Homme de 48 ans implanté avec un DAI Lumax 540 VR-T simple chambre pour une cardiomyopathie ischémique avec fraction d'éjection altérée ; rapport d'événement (couleur jaune) dans le cadre d'une VT1 classifiée ; programmation d'une zone TV1 (400-250 ms) avec une discrimination efficace (début 20%, stabilité 24 ms).
3 canaux sont disponibles : les marqueurs avec les intervalles de temps, le canal de choc (FF : champ lointain) entre la bobine ventriculaire et le générateur d'impulsions, le canal de détection du ventricule droit (RV).
La détection initiale d'une arythmie repose sur des critères de fréquence et de durée.

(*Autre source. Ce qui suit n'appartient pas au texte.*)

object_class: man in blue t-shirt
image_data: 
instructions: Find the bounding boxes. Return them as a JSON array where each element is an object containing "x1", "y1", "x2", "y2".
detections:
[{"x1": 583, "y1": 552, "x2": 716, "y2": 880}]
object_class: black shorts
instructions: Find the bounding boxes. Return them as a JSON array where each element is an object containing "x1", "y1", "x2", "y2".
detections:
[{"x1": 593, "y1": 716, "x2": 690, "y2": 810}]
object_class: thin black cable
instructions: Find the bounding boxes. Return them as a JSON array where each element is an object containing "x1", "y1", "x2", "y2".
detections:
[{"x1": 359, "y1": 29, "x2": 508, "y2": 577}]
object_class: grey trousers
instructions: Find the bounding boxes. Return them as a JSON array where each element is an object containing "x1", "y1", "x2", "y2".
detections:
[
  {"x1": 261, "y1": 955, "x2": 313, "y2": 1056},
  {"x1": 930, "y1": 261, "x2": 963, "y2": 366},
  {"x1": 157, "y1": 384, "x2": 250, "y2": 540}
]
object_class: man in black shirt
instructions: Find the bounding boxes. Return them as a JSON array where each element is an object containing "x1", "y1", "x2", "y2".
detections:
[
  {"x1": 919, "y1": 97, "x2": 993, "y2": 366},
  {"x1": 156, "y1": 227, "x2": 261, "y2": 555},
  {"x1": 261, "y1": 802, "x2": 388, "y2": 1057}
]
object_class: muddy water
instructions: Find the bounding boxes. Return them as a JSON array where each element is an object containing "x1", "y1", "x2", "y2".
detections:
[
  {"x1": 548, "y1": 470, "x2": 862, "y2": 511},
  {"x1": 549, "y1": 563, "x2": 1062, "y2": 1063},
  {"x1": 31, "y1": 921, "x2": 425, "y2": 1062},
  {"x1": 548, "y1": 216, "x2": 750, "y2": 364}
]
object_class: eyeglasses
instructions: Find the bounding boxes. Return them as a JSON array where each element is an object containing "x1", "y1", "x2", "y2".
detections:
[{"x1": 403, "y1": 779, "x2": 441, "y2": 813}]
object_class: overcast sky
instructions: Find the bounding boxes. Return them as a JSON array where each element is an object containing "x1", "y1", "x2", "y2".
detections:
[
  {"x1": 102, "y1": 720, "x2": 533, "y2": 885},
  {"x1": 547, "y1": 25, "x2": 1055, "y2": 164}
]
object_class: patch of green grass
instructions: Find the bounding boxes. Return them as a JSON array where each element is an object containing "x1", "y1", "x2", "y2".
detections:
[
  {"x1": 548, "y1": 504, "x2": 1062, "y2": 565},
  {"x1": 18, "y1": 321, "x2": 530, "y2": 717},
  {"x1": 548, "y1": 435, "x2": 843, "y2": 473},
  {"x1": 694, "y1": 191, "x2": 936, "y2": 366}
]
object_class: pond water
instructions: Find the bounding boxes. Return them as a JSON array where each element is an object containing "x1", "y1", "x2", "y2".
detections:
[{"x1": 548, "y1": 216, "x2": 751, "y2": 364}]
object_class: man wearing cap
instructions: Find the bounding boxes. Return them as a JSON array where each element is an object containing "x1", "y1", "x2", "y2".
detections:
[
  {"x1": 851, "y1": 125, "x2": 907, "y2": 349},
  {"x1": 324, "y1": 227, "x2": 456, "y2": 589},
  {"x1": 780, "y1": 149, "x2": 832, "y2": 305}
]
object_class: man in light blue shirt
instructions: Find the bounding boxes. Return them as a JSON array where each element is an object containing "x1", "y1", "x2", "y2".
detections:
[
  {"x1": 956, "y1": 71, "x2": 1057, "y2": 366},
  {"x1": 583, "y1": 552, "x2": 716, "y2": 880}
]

La notion de fréquence est essentielle mais trop simpliste pour différencier les troubles du rythme ventriculaires des arythmies supraventriculaires : considérée individuellement, la seule gestion de ce critère donne une sensibilité de 100% mais une spécificité de seulement 60%. L'amélioration de la détection repose sur la discrimination, c'est-à-dire la capacité d'un DAI à spécifier l'origine supraventriculaire ou ventriculaire d'un épisode de tachycardie en fonction des caractéristiques de l'arythmie telles que la stabilité des intervalles RR, le mode de déclenchement, l'état de l'association oreillette-ventricule (AV), tous ces éléments étant programmés séparément ou en combinaison. Les algorithmes de discrimination ne sont utilisés que dans les zones de TV, où la détection d'un épisode doit être confirmée par les discriminateurs de TV/SVT pour que les thérapies programmées puissent être administrées. Dans la zone de FV, le critère de sécurité prévaut et la détection par le DAI d'une fréquence ventriculaire élevée entrant dans la zone de " FV détectée " déclenche les thérapies programmées sans que l'épisode ne soit " filtré " par les algorithmes de discrimination. Les algorithmes de discrimination ne doivent être programmés que chez les patients susceptibles de présenter une tachycardie supraventriculaire et doivent donc être désactivés chez les patients présentant un bloc auriculo-ventriculaire complet et permanent.
Un DAI simple chambre ne peut pas analyser le rythme auriculaire. Jusqu'à la toute dernière génération de BiotronikTM Dans les appareils simple chambre, la discrimination de l'origine des arythmies était basée sur l'analyse de l'apparition (soudaine ou progressive) de la tachycardie et sur l'analyse de la stabilité du rythme (stable ou instable). Aucun de ces 2 paramètres ne permet une discrimination parfaite de toutes les tachycardies. La spécificité s'améliore lorsque ces derniers sont associés. Selon le réglage, chaque paramètre peut être rendu plus ou moins sensible et plus ou moins spécifique. Dans cet exemple, la soudaineté et la régularité du rythme sont évocatrices d'une TV. De même, la variation de la morphologie des ventriculogrammes (non intégrée dans l'algorithme de discrimination de l'appareil) est également évocatrice d'une TV.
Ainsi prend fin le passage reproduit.